Amniocentesis is as accurate as CVS. The accuracy varies from one condition to another, and sometimes depends on the situation in an individual family. This will all be discussed with you by your geneticist before the test is taken.

How quickly do results come through?

The result can come through in a few days, but often takes about 1-2 weeks.

Is the test harmful to the baby?

There is a slight risk (about 0.5%) of miscarriage; otherwise it is not thought to harm the baby. Women are advised to avoid strenuous exercise for a few days.

Where can I get advice about carrier detection and prenatal testing?

You can find out if testing is available for the condition in which you are interested from the Muscular Dystrophy Campaign, or from your nearest Genetics Centre. If you want to be tested, your family doctor can refer you to the Genetics Centre. A list of such Centres is held by the information officers at the Muscular Dystrophy Campaign Head Office. The Genetics Centre and your family doctor can then arrange for possible carriers and family members to visit the appropriate centre, and/or to give blood samples for testing.

The most important things to remember about the tests are:

  1. Sometimes the tests can be accomplished rapidly in an emergency (for example in the event of an unexpected pregnancy), but it is usually much more difficult to get reliable results from a ‘rush job’. It can be hard to get blood samples from relevant family members at short notice, and in the case of a pregnancy it leaves parents much less time to consider what action to take.
  2. The tests should involve as many relevant family members as possible to obtain a clear picture of the part of the gene responsible for the dystrophy, and for a more accurate estimation of the risk of being a carrier and of having an affected child.
  3. The tests can be arranged through any one of the specialist Genetics Centres.

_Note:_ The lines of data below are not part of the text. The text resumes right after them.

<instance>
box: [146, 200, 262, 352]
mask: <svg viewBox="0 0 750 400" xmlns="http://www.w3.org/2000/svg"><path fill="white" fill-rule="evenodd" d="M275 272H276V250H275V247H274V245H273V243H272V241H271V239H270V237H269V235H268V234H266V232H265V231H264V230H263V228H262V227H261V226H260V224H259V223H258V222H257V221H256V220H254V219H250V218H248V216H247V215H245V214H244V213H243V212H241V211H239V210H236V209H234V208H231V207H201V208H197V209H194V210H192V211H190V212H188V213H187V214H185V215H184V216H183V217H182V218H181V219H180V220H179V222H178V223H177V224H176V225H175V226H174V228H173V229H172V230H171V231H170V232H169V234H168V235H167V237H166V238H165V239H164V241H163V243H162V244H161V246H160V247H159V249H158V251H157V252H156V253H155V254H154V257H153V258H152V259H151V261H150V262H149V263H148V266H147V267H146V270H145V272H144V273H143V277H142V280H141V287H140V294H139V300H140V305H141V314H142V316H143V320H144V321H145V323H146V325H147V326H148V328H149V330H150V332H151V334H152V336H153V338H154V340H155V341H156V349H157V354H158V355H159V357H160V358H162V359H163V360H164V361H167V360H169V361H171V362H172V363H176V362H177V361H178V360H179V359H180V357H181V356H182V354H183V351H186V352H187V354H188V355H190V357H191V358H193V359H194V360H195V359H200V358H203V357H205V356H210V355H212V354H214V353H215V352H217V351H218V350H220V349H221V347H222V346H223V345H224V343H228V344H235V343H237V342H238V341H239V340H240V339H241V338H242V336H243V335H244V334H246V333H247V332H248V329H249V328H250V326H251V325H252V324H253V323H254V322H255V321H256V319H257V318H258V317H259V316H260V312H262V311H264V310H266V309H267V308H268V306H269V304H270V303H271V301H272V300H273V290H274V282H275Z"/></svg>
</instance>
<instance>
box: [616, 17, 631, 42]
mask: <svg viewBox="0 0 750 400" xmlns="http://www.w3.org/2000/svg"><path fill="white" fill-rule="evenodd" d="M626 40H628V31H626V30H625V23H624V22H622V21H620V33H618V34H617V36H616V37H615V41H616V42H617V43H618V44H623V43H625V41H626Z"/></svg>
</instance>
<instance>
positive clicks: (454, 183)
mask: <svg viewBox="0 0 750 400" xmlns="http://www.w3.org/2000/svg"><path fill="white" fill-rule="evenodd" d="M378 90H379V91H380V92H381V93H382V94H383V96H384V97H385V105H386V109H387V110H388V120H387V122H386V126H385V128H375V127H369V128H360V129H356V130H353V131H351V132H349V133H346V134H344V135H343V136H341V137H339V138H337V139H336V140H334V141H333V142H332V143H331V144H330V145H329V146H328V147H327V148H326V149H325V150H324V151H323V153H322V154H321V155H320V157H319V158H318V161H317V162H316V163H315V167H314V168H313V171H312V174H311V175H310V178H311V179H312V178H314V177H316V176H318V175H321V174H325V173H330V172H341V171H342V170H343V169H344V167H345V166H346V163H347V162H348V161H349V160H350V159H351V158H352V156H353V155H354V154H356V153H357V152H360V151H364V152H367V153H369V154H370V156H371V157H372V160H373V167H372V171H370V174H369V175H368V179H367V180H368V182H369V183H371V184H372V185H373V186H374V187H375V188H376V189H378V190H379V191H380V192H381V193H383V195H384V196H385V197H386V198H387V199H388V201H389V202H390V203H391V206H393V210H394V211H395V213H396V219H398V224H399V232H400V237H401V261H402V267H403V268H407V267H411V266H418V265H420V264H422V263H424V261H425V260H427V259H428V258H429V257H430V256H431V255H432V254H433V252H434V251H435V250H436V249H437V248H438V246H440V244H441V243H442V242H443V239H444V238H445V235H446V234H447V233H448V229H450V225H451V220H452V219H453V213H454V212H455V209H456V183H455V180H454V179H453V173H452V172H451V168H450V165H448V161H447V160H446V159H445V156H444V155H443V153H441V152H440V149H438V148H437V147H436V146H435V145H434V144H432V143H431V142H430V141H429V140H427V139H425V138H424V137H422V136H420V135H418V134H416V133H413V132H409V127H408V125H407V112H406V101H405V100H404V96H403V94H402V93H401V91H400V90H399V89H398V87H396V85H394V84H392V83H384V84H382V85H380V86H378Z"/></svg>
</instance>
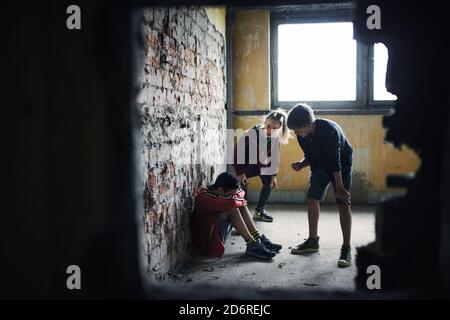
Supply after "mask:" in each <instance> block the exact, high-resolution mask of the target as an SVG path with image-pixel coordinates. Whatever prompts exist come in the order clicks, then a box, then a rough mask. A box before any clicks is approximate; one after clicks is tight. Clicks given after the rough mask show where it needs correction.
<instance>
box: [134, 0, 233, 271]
mask: <svg viewBox="0 0 450 320" xmlns="http://www.w3.org/2000/svg"><path fill="white" fill-rule="evenodd" d="M142 21H143V22H142V28H143V36H144V52H143V55H144V56H143V65H142V66H141V69H140V70H139V71H140V78H139V83H140V88H141V91H140V94H139V98H138V108H139V113H140V119H141V133H142V138H143V149H142V151H141V175H142V177H144V179H143V181H142V192H143V196H144V202H145V204H144V209H145V210H144V211H145V217H144V227H145V230H144V233H145V236H144V240H145V243H144V248H145V254H146V258H147V260H146V264H147V272H148V275H149V278H150V279H163V278H166V277H167V275H168V273H170V272H171V270H175V269H177V268H179V267H180V266H181V265H182V264H183V263H184V262H185V261H186V259H187V258H188V257H189V253H190V249H191V245H190V232H189V214H190V212H191V210H192V208H193V199H194V194H195V192H196V190H198V188H199V187H201V186H202V185H205V184H206V183H210V182H211V180H212V179H213V178H215V177H216V176H217V174H218V173H220V172H221V171H224V170H225V168H226V166H225V161H226V160H225V156H226V153H225V143H226V131H225V130H226V111H225V65H226V63H225V40H224V38H223V35H222V34H221V33H220V32H218V31H217V29H216V27H215V26H214V25H213V24H211V22H210V21H209V20H208V17H207V14H206V12H205V10H204V9H203V8H201V7H189V8H151V9H146V10H144V14H143V18H142Z"/></svg>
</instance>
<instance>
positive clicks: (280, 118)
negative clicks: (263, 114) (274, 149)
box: [263, 109, 290, 144]
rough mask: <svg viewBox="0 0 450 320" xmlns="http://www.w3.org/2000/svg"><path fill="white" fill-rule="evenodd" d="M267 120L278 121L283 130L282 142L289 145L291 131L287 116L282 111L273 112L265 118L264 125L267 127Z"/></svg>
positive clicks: (265, 117) (281, 136) (273, 111)
mask: <svg viewBox="0 0 450 320" xmlns="http://www.w3.org/2000/svg"><path fill="white" fill-rule="evenodd" d="M266 120H272V121H276V122H278V123H279V124H280V128H281V135H280V142H281V143H283V144H286V143H288V141H289V138H290V131H289V128H288V126H287V114H286V112H284V111H283V110H281V109H277V110H274V111H271V112H270V113H269V114H268V115H266V116H265V117H264V118H263V124H264V125H265V123H266Z"/></svg>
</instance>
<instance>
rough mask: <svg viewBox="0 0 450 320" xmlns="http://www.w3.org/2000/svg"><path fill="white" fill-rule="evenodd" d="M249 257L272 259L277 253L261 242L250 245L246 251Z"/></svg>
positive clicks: (247, 254)
mask: <svg viewBox="0 0 450 320" xmlns="http://www.w3.org/2000/svg"><path fill="white" fill-rule="evenodd" d="M245 254H246V255H247V256H252V257H256V258H260V259H265V260H268V259H272V258H273V257H274V256H275V255H276V253H275V252H273V251H270V250H268V249H267V248H266V247H265V246H264V245H263V244H262V243H261V242H260V241H256V242H255V243H254V244H251V245H248V246H247V249H246V250H245Z"/></svg>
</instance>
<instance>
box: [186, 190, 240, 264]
mask: <svg viewBox="0 0 450 320" xmlns="http://www.w3.org/2000/svg"><path fill="white" fill-rule="evenodd" d="M244 195H245V192H244V191H243V190H242V189H239V190H238V192H237V193H236V194H235V195H233V196H229V197H224V196H218V195H215V194H212V193H210V192H208V189H206V188H202V189H200V191H199V192H198V194H197V196H196V198H195V207H194V212H193V214H192V218H191V232H192V242H193V244H194V247H195V248H196V249H197V250H198V251H199V252H200V253H202V254H204V255H206V256H209V257H218V258H221V257H222V256H223V253H224V251H225V244H224V242H223V240H222V237H221V235H220V232H219V219H220V217H219V213H221V212H224V211H228V210H230V209H233V208H239V207H242V206H245V205H247V201H246V200H245V199H244Z"/></svg>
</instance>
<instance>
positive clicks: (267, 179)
mask: <svg viewBox="0 0 450 320" xmlns="http://www.w3.org/2000/svg"><path fill="white" fill-rule="evenodd" d="M259 177H260V178H261V182H262V184H263V186H262V188H261V192H260V193H259V200H258V205H257V207H256V208H258V209H263V208H265V207H266V203H267V200H268V199H269V197H270V193H271V192H272V187H271V186H270V182H271V181H272V176H259ZM242 189H244V191H245V197H244V198H245V199H246V200H248V199H247V186H243V187H242Z"/></svg>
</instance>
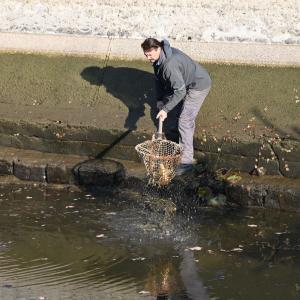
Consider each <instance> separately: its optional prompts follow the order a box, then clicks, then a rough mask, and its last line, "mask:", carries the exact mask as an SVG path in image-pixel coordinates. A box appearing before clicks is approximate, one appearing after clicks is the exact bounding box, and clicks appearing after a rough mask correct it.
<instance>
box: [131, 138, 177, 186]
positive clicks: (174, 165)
mask: <svg viewBox="0 0 300 300" xmlns="http://www.w3.org/2000/svg"><path fill="white" fill-rule="evenodd" d="M135 149H136V151H137V152H138V154H139V156H140V157H141V159H142V160H143V162H144V164H145V167H146V171H147V175H148V177H149V183H150V184H152V185H158V186H165V185H168V184H169V183H170V181H171V180H172V179H173V178H174V176H175V172H176V168H177V166H178V164H179V162H180V157H181V152H182V147H181V146H180V145H178V144H177V143H174V142H172V141H168V140H164V139H154V140H152V141H150V140H148V141H145V142H144V143H141V144H138V145H137V146H136V147H135Z"/></svg>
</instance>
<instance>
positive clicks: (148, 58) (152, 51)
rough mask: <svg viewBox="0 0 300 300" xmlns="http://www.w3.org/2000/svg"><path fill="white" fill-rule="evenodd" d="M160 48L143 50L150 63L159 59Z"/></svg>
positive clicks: (144, 53) (147, 58)
mask: <svg viewBox="0 0 300 300" xmlns="http://www.w3.org/2000/svg"><path fill="white" fill-rule="evenodd" d="M160 50H161V49H160V48H151V49H150V50H147V51H144V54H145V56H146V57H147V59H148V60H149V61H150V62H151V63H154V62H155V61H157V60H158V59H159V55H160Z"/></svg>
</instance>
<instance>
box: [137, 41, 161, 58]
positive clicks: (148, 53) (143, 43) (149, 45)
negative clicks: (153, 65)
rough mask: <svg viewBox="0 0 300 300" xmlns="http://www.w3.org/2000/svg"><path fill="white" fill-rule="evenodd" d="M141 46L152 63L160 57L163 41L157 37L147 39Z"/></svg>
mask: <svg viewBox="0 0 300 300" xmlns="http://www.w3.org/2000/svg"><path fill="white" fill-rule="evenodd" d="M141 46H142V49H143V51H144V54H145V56H146V58H147V59H148V60H149V61H150V62H151V63H154V62H155V61H157V60H158V59H159V56H160V51H161V48H162V43H161V42H159V41H158V40H157V39H153V38H148V39H145V41H144V42H143V43H142V45H141Z"/></svg>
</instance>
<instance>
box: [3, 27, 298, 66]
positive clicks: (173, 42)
mask: <svg viewBox="0 0 300 300" xmlns="http://www.w3.org/2000/svg"><path fill="white" fill-rule="evenodd" d="M142 41H143V40H142V39H133V38H126V39H122V38H113V39H112V38H108V37H107V38H105V37H95V36H79V35H63V34H60V35H50V34H48V35H47V34H32V33H25V34H24V33H3V32H1V33H0V45H1V46H0V50H2V51H19V52H35V53H63V54H73V55H74V54H79V55H95V56H99V57H103V58H107V57H110V58H121V59H142V58H143V53H142V51H141V46H140V45H141V43H142ZM170 42H171V43H172V45H173V46H174V47H178V48H180V49H182V50H183V51H184V52H186V53H187V54H189V55H190V56H191V57H192V58H193V59H195V60H201V61H202V62H219V63H222V62H223V63H242V64H254V65H285V66H299V65H300V54H299V53H300V51H299V48H300V46H299V45H281V44H259V43H248V44H247V43H231V42H209V43H208V42H199V41H184V42H181V41H176V40H171V39H170Z"/></svg>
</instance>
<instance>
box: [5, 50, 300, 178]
mask: <svg viewBox="0 0 300 300" xmlns="http://www.w3.org/2000/svg"><path fill="white" fill-rule="evenodd" d="M0 66H1V70H2V71H1V74H0V87H1V92H0V136H1V140H0V144H1V145H3V146H11V147H17V148H25V149H32V150H39V151H46V152H56V153H69V154H76V155H88V156H101V157H103V156H106V157H107V156H112V157H118V158H121V159H137V155H136V153H135V151H133V147H134V145H136V144H137V143H139V142H141V141H143V140H145V139H147V138H149V137H150V136H151V135H152V133H153V132H154V131H155V130H156V129H155V125H154V124H155V114H156V110H155V103H154V102H155V101H154V91H153V75H152V70H151V65H149V64H148V63H147V62H144V61H139V60H135V61H123V60H111V59H110V60H109V59H106V60H104V59H101V58H98V57H79V56H76V57H75V56H45V55H32V54H31V55H25V54H18V53H15V54H5V53H2V54H1V55H0ZM205 66H206V68H207V69H208V71H209V73H210V74H211V77H212V79H213V87H212V90H211V93H210V94H209V96H208V98H207V100H206V102H205V104H204V105H203V108H202V109H201V112H200V114H199V117H198V119H197V130H196V134H195V148H196V155H197V157H198V158H199V159H200V160H205V161H208V163H209V167H211V168H212V169H218V168H221V167H226V168H238V169H240V170H242V171H245V172H251V171H255V169H257V168H259V167H264V168H265V169H266V170H265V171H266V173H267V174H269V175H284V176H287V177H292V178H297V177H300V147H299V140H300V129H299V115H300V101H299V91H300V82H299V78H300V69H299V68H296V67H264V66H247V65H217V64H205ZM169 118H171V116H170V117H169ZM166 125H167V124H166ZM166 127H167V126H165V128H166ZM265 171H263V172H265Z"/></svg>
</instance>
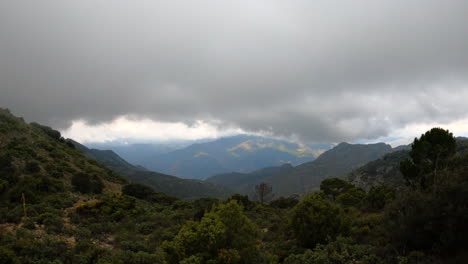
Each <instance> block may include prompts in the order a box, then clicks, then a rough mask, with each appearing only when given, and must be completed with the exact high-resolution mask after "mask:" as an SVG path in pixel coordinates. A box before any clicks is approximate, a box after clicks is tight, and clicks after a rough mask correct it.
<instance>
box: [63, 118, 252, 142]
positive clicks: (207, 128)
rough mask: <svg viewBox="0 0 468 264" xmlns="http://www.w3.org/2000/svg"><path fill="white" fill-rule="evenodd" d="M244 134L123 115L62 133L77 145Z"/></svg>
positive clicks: (210, 123) (79, 127)
mask: <svg viewBox="0 0 468 264" xmlns="http://www.w3.org/2000/svg"><path fill="white" fill-rule="evenodd" d="M241 133H244V131H242V130H241V129H236V128H223V129H220V128H218V127H217V126H215V125H214V124H212V123H208V122H204V121H200V120H198V121H196V122H195V123H193V124H192V125H187V124H185V123H181V122H172V123H171V122H156V121H152V120H150V119H132V118H131V117H128V116H121V117H119V118H117V119H114V120H112V121H111V122H106V123H101V124H96V125H91V124H89V123H87V122H85V121H83V120H77V121H73V122H72V125H71V126H70V127H69V128H68V129H66V130H64V131H62V134H63V136H64V137H67V138H72V139H74V140H76V141H78V142H83V143H84V142H86V143H89V142H106V141H115V140H120V139H138V140H142V141H169V140H198V139H205V138H217V137H221V136H229V135H235V134H241Z"/></svg>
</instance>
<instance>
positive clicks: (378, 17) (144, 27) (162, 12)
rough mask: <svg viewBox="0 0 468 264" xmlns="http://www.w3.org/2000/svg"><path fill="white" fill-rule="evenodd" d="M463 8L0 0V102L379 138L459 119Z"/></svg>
mask: <svg viewBox="0 0 468 264" xmlns="http://www.w3.org/2000/svg"><path fill="white" fill-rule="evenodd" d="M467 12H468V2H467V1H462V0H460V1H456V0H448V1H438V0H426V1H423V0H416V1H404V0H388V1H370V0H369V1H346V2H344V1H341V2H335V1H262V0H260V1H247V0H245V1H214V0H210V1H130V0H113V1H104V0H97V1H96V0H92V1H91V0H82V1H64V0H60V1H58V0H57V1H47V0H46V1H13V0H12V1H9V0H3V1H1V2H0V89H1V90H0V91H1V95H0V106H2V107H9V108H11V109H12V110H13V111H14V112H16V113H18V114H21V115H24V116H25V117H26V118H27V119H29V120H36V121H39V122H43V123H47V124H50V125H53V126H59V127H62V128H63V127H66V126H67V125H68V124H69V123H70V121H71V120H75V119H86V120H89V121H90V122H104V121H109V120H111V119H112V118H114V117H116V116H119V115H124V114H131V115H134V116H141V117H150V118H152V119H155V120H161V121H183V122H187V123H191V122H193V121H194V120H197V119H204V120H219V121H222V122H221V124H220V125H234V126H239V127H241V128H243V129H245V130H248V131H268V132H271V133H273V134H276V135H280V136H289V135H295V136H297V137H299V138H301V139H304V140H308V141H330V140H331V141H339V140H352V139H356V138H376V137H380V136H386V135H389V134H390V133H391V132H392V131H393V130H394V129H396V128H400V127H403V126H405V125H408V124H411V123H414V122H418V121H426V122H429V121H431V122H447V121H451V120H456V119H460V118H466V117H467V114H466V113H468V105H467V104H466V103H465V98H467V97H463V95H465V96H468V92H467V91H468V74H467V73H468V50H467V47H468V26H467V25H468V16H467V15H466V14H467ZM454 95H455V96H454ZM456 95H458V96H456Z"/></svg>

This web page talks about the tests that are currently available. These do change and while some will be relevant to your situation, others will not, so do check with your local Genetics Centre as to what tests are best.

Support organisations

ARC (Antenatal results and choices ) formerly Safta

A self-help charity for women and couples who discover that their unborn baby has an abnormality. The organisation can provide information on specific medical conditions, clinical research and genetic counselling, and can put women/couples in touch with a local Arc member who can offer regular contact and support.

The Arc Handbook is free of charge for parents and should be available at the time of diagnosis from the hospital or available from Arc.

There is a charge for this Handbook for Professionals.

Contact: Arc 73-75 Charlotte St,London,WIP 1LB
Tel: Helpline 0207 631 0285 Administration 0207 7631 0280

CARE (Scottish association for care and support after diagnosis of fetal abnormality)

A charity set up to offer support and to help parents during the time of prenatal diagnosis and waiting for the results of tests which may lead to the discovery of an abnormality or a genetic disorder. It is run on a voluntary basis, by parents for parents.

They produce informative literature about the options open to parents, and for families and friends, to make them aware of problems and anxieties which parents face.